The gene spatial expression analysis mainly relied on our library BulkSignalR [24] and project-specific R scripts. Count matrices were filtered for non-expressed genes by imposing a minimum read count of 1 in at least 1% of the Visium spots. Subsequently, normalization was achieved by total count. Cell population-specific gene signatures were retrieved from sequence data for BC general cell populations [23] and for CAFs [25]. In all cases, the top 20 genes reported for each population were used. The spatial abundance of each cell population was estimated by applying BisqueRNA [26] to these gene signatures due to the bulk nature of Visium spatial data. Copy number variation analysis using InferCNV [27] was performed to validate the annotation of cancerous epithelial cell populations, and distinguish those cells from the cells of the TME. A first scoring of cycling cancer cells was obtained using BisqueRNA scores for the Cycling population [23]. An alternative score was provided by scoring a gene signature available from Seurat (cc.genes.updated.2019$s.genes and cc.genes.updated.2019$g2m.genes). In this case, scoring was done using the BulkSignalR function scoreSignatures. The various plots reporting the localization of cell types or cycling cells were generated using BulkSignalR standard functions.

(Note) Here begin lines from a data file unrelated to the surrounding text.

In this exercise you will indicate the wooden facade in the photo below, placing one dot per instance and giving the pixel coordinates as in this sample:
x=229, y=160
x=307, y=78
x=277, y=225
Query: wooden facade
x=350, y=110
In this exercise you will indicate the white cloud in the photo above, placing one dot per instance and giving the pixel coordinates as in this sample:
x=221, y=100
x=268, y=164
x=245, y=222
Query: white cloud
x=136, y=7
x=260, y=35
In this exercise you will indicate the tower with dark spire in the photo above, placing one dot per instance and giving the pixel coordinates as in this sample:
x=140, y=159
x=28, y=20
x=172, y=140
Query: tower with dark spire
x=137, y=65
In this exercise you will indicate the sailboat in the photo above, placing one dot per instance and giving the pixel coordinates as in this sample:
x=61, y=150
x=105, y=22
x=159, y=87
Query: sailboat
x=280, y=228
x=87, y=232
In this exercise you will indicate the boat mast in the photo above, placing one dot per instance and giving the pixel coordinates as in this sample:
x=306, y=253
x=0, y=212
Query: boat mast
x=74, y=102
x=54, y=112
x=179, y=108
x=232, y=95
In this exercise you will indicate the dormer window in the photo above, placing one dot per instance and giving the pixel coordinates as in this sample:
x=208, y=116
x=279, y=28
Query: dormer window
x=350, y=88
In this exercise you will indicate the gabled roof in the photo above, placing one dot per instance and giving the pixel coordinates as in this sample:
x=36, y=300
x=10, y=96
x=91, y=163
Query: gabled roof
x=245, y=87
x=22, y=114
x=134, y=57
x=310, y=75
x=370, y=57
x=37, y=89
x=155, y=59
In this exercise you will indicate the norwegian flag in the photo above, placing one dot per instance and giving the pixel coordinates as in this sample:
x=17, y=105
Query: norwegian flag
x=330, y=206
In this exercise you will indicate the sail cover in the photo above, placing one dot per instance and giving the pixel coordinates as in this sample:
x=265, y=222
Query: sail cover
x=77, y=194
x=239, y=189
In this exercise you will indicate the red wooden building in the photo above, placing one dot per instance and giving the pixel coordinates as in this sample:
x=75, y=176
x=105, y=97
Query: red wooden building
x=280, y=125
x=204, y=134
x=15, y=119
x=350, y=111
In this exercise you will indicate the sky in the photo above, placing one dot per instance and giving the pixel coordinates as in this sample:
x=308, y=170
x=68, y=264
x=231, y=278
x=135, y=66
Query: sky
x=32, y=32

Several biological processes were scored using fast Gene Set Enrichment Analysis (fGSEA) [28] spatial transcriptomic features. TGF-β signaling was scored with the BulkSignalR scoreSignatures function to generate dendrograms to relate this process to CAF subpopulations. TGF-β signaling genes were obtained from MSSigDB (c5.bp.v7.0.symbols.gmt.txt, GO_TRANSFORMING_GROWTH_FACTOR_BETA_RECEPTOR_SIGNALING_PATHWAY). Spatial co-localization between cell populations or between TGF-β and cell populations was determined using a Pearson correlation-based distance matrix (distance = 1 - correlation). Correlations within one sample were computed over the whole set of spots.

The differential gene expression analysis to compare CD8+ T cell-rich versus -poor areas with the top TGF-β signaling tumor areas was performed with edgeR [29] and the following parameters: maximum false discovery rate of 5%, minimum fold-change of 1.5, and normalized read count >1 in at least 25% of spots. For one sample (tumor 114223F), this last threshold was decreased to 20%.


Paraffin-embedded BC specimens (n=75; 10 luminal A, 10 luminal B, 20 luminal HER2, 15 HER2, and 20 TNBC) were cut into 4 µm-thick sections and mounted on glass slides. All sections were incubated at 60 ºC for 60 min, deparaffinized in xylene, rehydrated, and incubated with fresh 0.3% hydrogen peroxide in 100% methanol at room temperature for 30 min to block endogenous peroxidase activity. After rehydration through a graded series of ethanol solutions, antigen retrieval was performed using an Immunosaver (Nishin EM, Tokyo, Japan) at 98 ºC-100 °C for 30 min. Sections were passively cooled to room temperature and then incubated in Protein Block Serum-Free Reagent (Agilent (Dako), Santa Clara, CA, USA) for 30 min. This was followed by incubation with an anti-EMILIN1 rabbit polyclonal antibody (x400, HPA002822; Sigma Aldrich, Saint Louis, MO, USA) in Dako REAL Antibody Diluent at 4 °C for 24 h. According to the manufacturer's instructions, EMILIN1 staining was visualized as a red color using the Histofine Simple Stain AP (Multi) Kit (Nichirei, Tokyo, Japan) and the FastRed II reagent (Nichirei, Tokyo, Japan). Then, sections were boiled in a microwave oven for 10 min to inactivate the antibodies and enzyme activity. Next, they were incubated with an anti-CD8 rabbit polyclonal antibody (x500, ab4055; Abcam, Cambridge, UK) in Dako REAL Antibody Diluent at 4 °C for 24 h. CD8 staining was visualized as a brown color using the Histofine Simple Stain MAX-PO (Multi) Kit (Nichirei, Tokyo, Japan) and DAB substrate. Sections were lightly counterstained with hematoxylin and mounted. Negative controls were incubated without the primary antibody, and no staining was detected.

EMILIN1 expression was evaluated as staining intensity and staining ratio in 200x view fields from two tumor margin areas and one center area. Staining intensity was evaluated as 0 (none), 1 (weak), 2 (moderate), and 3 (strong). The ratio of EMILIN1-stained area to the whole field of view was evaluated as 0 (none), 1 (1 %-25 %), 2 (26 %-50 %), 3 (51 %-75 %), 4 (≥ 76 %). The staining intensity and ratio were multiplied to obtain the EMILIN1 score (0-12). The total number of CD8+ cells was counted in the 200x view fields where the EMILIN1 score was evaluated. Breast cancer samples with higher EMILIN1 score in the margin than central area (score ratio of margin to center > 1) were defined as a high EMILIN1 group, and the others (score ratio ≤ 1) as low EMILIN1 group.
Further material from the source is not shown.